Some elements don’t particularly work, like a Statue of Liberty with a giant Captain America shield being built over the torch, or the potentially muddy implications of the ending, but the vast majority of this works to the highest level because it’s clear that the filmmakers cared on this one. There’s no self-serving plot twist, no brazen displays of studio hubris (if anything Disney uses this as a way to firmly distinguish itself and this version of Spidey from Sony’s films past and present). The way the movie goes about fixing the bad guys feels like a genuine attempt to show appreciation for what came before, but without resorting to yet another cash-grab reboot. Because we don’t know if anyone is truly being saved here. They can be within the confines of this universe and this film, but there’s no rule stating that sending them back to their world and time actually changes anything. So it’s a satisfying way to address the sins of the past without necessarily undoing them and pretending they didn’t happen, which is about as far from corporate storytelling as one can get while still serving the bottom line.

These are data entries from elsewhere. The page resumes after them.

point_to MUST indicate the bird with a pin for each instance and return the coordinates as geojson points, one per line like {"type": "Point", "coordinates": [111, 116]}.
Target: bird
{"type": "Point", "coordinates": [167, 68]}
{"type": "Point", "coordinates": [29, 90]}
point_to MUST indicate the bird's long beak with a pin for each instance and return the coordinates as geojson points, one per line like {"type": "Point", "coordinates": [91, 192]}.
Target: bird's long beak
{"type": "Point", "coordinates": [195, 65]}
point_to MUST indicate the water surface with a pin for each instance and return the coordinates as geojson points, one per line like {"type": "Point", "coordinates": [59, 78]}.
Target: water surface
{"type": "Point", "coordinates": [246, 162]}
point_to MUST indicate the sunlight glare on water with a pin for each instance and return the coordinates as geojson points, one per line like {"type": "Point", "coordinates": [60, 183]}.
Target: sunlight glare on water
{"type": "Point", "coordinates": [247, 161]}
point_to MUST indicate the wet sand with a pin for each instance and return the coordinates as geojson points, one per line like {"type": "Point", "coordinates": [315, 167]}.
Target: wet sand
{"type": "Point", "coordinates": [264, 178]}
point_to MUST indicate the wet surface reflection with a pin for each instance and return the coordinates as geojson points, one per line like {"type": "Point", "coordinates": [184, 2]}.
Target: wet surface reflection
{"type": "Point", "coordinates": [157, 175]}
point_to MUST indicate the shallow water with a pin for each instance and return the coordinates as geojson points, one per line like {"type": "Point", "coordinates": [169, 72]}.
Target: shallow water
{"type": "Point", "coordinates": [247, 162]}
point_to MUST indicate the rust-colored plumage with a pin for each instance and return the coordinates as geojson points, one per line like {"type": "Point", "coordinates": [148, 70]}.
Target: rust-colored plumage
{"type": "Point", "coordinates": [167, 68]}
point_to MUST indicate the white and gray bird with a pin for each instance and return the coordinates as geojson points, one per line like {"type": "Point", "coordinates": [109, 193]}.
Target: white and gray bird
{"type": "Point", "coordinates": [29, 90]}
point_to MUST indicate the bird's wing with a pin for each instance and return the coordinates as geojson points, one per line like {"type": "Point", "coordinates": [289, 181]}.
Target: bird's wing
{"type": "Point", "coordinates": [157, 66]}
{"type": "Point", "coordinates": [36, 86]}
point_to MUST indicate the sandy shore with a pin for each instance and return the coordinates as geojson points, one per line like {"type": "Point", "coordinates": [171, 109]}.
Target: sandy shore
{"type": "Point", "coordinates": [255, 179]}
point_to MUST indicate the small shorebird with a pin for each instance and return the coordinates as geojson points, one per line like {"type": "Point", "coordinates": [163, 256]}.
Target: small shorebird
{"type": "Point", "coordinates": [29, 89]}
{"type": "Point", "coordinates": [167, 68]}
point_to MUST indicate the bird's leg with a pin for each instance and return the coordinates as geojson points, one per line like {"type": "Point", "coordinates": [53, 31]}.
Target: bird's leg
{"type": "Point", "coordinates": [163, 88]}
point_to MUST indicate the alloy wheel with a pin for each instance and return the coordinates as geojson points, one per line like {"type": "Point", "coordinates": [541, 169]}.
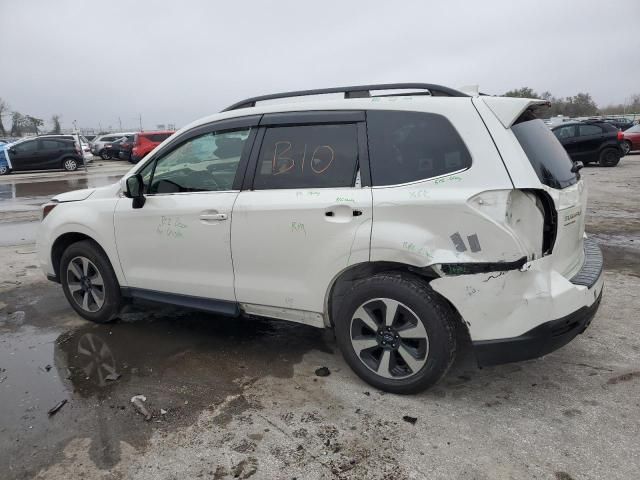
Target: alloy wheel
{"type": "Point", "coordinates": [85, 284]}
{"type": "Point", "coordinates": [389, 338]}
{"type": "Point", "coordinates": [626, 148]}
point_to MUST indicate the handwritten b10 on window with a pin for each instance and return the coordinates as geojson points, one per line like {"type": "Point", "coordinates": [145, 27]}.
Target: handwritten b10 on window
{"type": "Point", "coordinates": [319, 161]}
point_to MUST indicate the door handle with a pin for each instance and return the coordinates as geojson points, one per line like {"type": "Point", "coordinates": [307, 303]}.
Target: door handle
{"type": "Point", "coordinates": [213, 216]}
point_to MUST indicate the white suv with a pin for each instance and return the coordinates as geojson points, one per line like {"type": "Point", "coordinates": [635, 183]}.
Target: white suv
{"type": "Point", "coordinates": [390, 218]}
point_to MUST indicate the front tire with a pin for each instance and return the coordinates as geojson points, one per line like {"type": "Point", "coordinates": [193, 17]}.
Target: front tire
{"type": "Point", "coordinates": [70, 164]}
{"type": "Point", "coordinates": [89, 282]}
{"type": "Point", "coordinates": [609, 157]}
{"type": "Point", "coordinates": [396, 333]}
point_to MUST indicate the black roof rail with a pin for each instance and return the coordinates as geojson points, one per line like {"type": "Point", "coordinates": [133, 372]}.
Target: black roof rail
{"type": "Point", "coordinates": [357, 91]}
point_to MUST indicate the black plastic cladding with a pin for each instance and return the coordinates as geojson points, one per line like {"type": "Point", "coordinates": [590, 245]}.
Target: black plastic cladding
{"type": "Point", "coordinates": [357, 91]}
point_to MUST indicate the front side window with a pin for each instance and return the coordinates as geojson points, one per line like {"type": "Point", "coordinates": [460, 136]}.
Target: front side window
{"type": "Point", "coordinates": [586, 130]}
{"type": "Point", "coordinates": [308, 156]}
{"type": "Point", "coordinates": [207, 163]}
{"type": "Point", "coordinates": [410, 146]}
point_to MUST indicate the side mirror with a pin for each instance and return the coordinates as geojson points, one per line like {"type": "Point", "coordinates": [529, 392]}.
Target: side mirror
{"type": "Point", "coordinates": [135, 190]}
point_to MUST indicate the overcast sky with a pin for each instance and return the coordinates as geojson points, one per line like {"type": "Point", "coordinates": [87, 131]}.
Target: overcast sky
{"type": "Point", "coordinates": [178, 60]}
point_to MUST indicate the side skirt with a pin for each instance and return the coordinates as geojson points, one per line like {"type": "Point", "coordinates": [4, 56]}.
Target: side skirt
{"type": "Point", "coordinates": [223, 307]}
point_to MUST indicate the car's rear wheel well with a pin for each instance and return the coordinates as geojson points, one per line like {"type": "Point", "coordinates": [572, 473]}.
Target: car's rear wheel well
{"type": "Point", "coordinates": [63, 242]}
{"type": "Point", "coordinates": [346, 279]}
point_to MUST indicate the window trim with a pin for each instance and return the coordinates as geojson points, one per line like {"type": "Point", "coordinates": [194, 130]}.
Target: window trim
{"type": "Point", "coordinates": [307, 118]}
{"type": "Point", "coordinates": [213, 128]}
{"type": "Point", "coordinates": [236, 123]}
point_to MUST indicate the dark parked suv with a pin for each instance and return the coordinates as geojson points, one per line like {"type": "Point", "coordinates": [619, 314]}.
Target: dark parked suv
{"type": "Point", "coordinates": [40, 154]}
{"type": "Point", "coordinates": [591, 141]}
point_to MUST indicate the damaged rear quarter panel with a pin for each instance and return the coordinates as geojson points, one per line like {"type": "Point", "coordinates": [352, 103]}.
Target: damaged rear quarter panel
{"type": "Point", "coordinates": [507, 304]}
{"type": "Point", "coordinates": [433, 221]}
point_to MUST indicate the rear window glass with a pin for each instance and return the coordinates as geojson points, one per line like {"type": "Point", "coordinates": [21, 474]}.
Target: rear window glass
{"type": "Point", "coordinates": [308, 156]}
{"type": "Point", "coordinates": [410, 146]}
{"type": "Point", "coordinates": [547, 155]}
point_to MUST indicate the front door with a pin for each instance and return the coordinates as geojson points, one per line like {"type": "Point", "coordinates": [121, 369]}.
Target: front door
{"type": "Point", "coordinates": [305, 218]}
{"type": "Point", "coordinates": [179, 241]}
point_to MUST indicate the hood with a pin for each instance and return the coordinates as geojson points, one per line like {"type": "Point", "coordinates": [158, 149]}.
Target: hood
{"type": "Point", "coordinates": [75, 195]}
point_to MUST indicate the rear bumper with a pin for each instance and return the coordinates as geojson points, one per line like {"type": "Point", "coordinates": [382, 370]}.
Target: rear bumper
{"type": "Point", "coordinates": [551, 335]}
{"type": "Point", "coordinates": [527, 312]}
{"type": "Point", "coordinates": [538, 341]}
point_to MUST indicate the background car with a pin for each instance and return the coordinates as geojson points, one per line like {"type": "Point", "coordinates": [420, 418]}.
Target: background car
{"type": "Point", "coordinates": [84, 143]}
{"type": "Point", "coordinates": [40, 153]}
{"type": "Point", "coordinates": [144, 142]}
{"type": "Point", "coordinates": [97, 145]}
{"type": "Point", "coordinates": [123, 146]}
{"type": "Point", "coordinates": [591, 141]}
{"type": "Point", "coordinates": [621, 123]}
{"type": "Point", "coordinates": [631, 139]}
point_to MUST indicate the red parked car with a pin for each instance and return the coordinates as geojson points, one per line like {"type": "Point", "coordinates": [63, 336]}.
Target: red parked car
{"type": "Point", "coordinates": [631, 140]}
{"type": "Point", "coordinates": [144, 142]}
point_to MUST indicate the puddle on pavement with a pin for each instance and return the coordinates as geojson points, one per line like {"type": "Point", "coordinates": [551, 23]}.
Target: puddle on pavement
{"type": "Point", "coordinates": [182, 361]}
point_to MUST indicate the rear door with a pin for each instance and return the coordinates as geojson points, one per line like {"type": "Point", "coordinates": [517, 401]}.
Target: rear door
{"type": "Point", "coordinates": [51, 153]}
{"type": "Point", "coordinates": [304, 215]}
{"type": "Point", "coordinates": [25, 155]}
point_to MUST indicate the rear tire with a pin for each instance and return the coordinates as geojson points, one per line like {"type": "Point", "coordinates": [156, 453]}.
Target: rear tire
{"type": "Point", "coordinates": [609, 157]}
{"type": "Point", "coordinates": [70, 164]}
{"type": "Point", "coordinates": [89, 282]}
{"type": "Point", "coordinates": [396, 333]}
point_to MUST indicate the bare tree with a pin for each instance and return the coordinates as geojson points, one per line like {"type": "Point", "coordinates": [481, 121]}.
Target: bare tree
{"type": "Point", "coordinates": [4, 111]}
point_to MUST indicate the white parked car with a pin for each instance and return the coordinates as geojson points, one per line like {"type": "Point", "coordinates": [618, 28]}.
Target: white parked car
{"type": "Point", "coordinates": [391, 219]}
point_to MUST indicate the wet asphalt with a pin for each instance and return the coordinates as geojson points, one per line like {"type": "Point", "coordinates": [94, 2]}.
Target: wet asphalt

I will spoil one thing, so if you don’t want to know what I’m about to say here, just skip this paragraph. As always, there are the end credits scenes in these MCU movies, and this one has two. There’s one after the animated first half of the credits, as has been done before. Then there’s a second one once the credits are over. I will attempt to save you some time by telling you that the second scene is not an actual scene. It’s just the trailer for Doctor Strange in the Multiverse of Madness, which is slated for release next May. I don’t mean it’s a teaser scene that sets up the movie. I mean it’s literally a trailer, much like Captain America: The First Avenger ended with a two-minute preview of The Avengers. If you want to stay through the end, by all means do so. If you really need to pee, just know you won’t be missing anything that won’t be on YouTube within the next week, most likely. Mind you, this is actually kind of appropriate, as trailers used to always come at the end of the movie — hence the name — but if you’re looking for actual “content” related to this movie’s events, that only applies to the mid-credits scene.
I’ve long said that the MCU’s version of Spider-Man was the first to truly get the character right, and I stand by that. But that doesn’t mean that Maguire and Garfield brought nothing to the role. And while 3/5 of their collective time in the Spidey Suit didn’t work as well as it could have, it’s still worth acknowledging (I actually defend Spider-Man 3 on occasion), even if it’s a knowingly cheeky admission that a lot of it was cheesy or nonsensical. Spider-Man: No Way Home is about reconciliation, about coming to terms with who Peter Parker is, where he came from (both in this world and in the meta sense) and where he’s going. A cadre of crossover combatants is a delightful way to illustrate that idea while still maintaining a sense of importance to the character and his journey. It’s crucial for a story that emphasizes the value of memory and thought to take the time to examine what we remember as outside viewers while also finding ways to let us remember them just a bit more fondly. And if nothing else, in a film that openly admits its flaws, one can’t help but wonder if the MCU is ready for its own reckoning.